Figure 2.. Defective tubulogenesis of AMI-derived endothelial cells (AMIECs).

(A) Endothelial tube network formation after 12 hr of VEGF stimulation. Shown are representative bright field images from triplicate experiments. Scale bar = 100 μm. (B) Tube branch point quantification of images from experiments performed as in (A). Values are mean ± SD (n=3). Student’s t-test significance values were calculated for AMIECs vs. human coronary artery endothelial cell (HCAEC): *p≤0.05 **p≤0.01, ***p≤0.001. (C) Correlation between relative migration (Figure 1F) and tubulogenesis in AMIECs and HCAECs.

Figure 3.. AMI-derived endothelial cells (AMIECs) display low glucose consumption and high lactate production.

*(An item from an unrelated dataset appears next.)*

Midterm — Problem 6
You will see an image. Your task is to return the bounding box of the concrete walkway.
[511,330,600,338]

(A) Glucose consumption and Lactate production have been measured after 48 hr. (B) Conversion rate of glucose to lactate. Error bars represent mean ± SD (n=3). Student’s t-test significance values were calculated for AMIECs vs. Human coronary artery endothelial cell (HCAECs): *p≤0.05 **p≤0.01, and ***p≤0.001.

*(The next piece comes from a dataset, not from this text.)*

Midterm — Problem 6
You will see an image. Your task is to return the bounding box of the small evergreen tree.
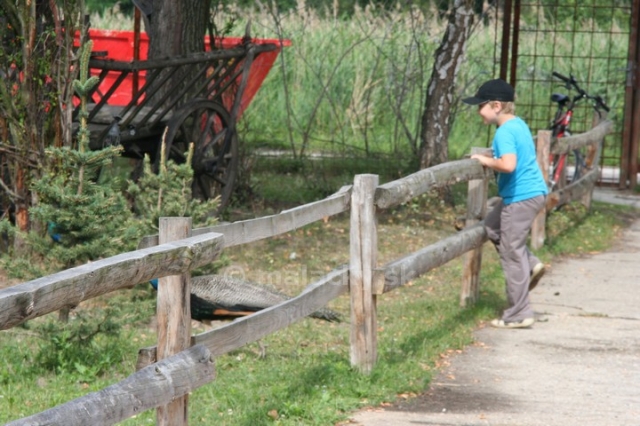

Figure 4.. AMI-derived endothelial cells (AMIECs) shunt glycolysis towards pentose phosphate pathway (PPP) and NADPH generation.

(A) Representative Western blotting of PFKFB3 and PFKFB4 in AMIECs and human coronary artery endothelial cells (HCAECs) (Figure 4—source data 1 ). (B) Quantification of band intensities for PFKFB3 and PFKFB4 in triplicate western blotting experiments, normalized to β-actin band intensities. Values are mean ± SD (n=3). (C) Representative Western blotting for glucose-6-phosphate dehydrogenase (G6PD) in AMIECs and HCAECs (Figure 4—source data 2). (D) Quantification of band intensities for G6PD in triplicate Western blotting experiments, normalized to β-actin band intensities. (E) G6PD enzyme activities normalized to intracellular protein content (n=3). (F) Reactive oxygen species (ROS) levels are determined by flow cytometry. Results are expressed as the mean fluorescent intensity. (G) Total intracellular reduced glutathione content. Values are normalized to cellular protein concentration. Error bars represent mean ± SD (n=3). For all experiments, Student’s t-test significance values were calculated for AMIECs vs. HCAECs: *p≤0.05 **p≤0.01, and ***p≤0.001.

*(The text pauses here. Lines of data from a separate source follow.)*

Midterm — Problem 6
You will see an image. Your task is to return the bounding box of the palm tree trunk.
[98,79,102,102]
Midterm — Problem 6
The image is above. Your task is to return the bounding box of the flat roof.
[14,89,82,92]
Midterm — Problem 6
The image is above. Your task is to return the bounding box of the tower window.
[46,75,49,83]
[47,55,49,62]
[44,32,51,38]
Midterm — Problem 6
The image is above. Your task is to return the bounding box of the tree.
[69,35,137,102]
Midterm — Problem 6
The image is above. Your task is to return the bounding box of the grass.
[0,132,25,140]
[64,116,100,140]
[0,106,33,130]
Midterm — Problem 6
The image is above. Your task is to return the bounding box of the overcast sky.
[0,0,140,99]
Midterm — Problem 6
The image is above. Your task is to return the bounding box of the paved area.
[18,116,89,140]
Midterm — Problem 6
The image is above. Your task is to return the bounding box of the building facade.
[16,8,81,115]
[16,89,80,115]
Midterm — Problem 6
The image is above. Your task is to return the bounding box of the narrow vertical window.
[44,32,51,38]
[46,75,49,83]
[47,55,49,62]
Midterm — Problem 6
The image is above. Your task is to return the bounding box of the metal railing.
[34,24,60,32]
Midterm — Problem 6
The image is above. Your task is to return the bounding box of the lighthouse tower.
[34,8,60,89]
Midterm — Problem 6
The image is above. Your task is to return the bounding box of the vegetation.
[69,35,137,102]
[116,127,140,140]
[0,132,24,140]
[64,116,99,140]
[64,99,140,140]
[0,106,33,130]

Figure 5.. AMI-derived endothelial cells (AMIECs) display a strong glutamine metabolism.

(A) Glutamine and glucose production levels in cell culture medium after 48 hr. Negative values reflect net consumption. (B) Representative Western blotting experiments in AMIECs and human coronary artery endothelial cells (HCAECs) for the two major isoforms of GLS1, kidney-type glutaminase (KGA), and glutaminase C (GAC), using isoform-specific antibodies (Figure 5—source data 1). (C) Quantification of band intensities for KGA and GAC in triplicate western blotting experiments, normalized to β-actin band intensities. (D) Ratio of KGA vs. GAC isoform expression levels, calculated from the actin-normalized band intensities quantitated in (C). (E) Intracellular amino acid levels (F) Glutamate and glutamine production levels in cell culture medium after 48 hr. Negative values reflect net consumption. (G) Glutamine/glutamate consumption ratio. (H) Mitochondrial metabolic potential of AMIECs and control HCAEC cells. Cells were stained with 50 nM DiIC₁(5) without or with 50 µM carbonyl cyanide 3-chlorophenylhydrazone (CCCP). Error bars represent mean ± SD (n=3). For all experiments, Student’s t-test significance values were calculated for AMIECs vs. HCAECs: *p≤0.05 **p≤0.01, and ***p≤0.001.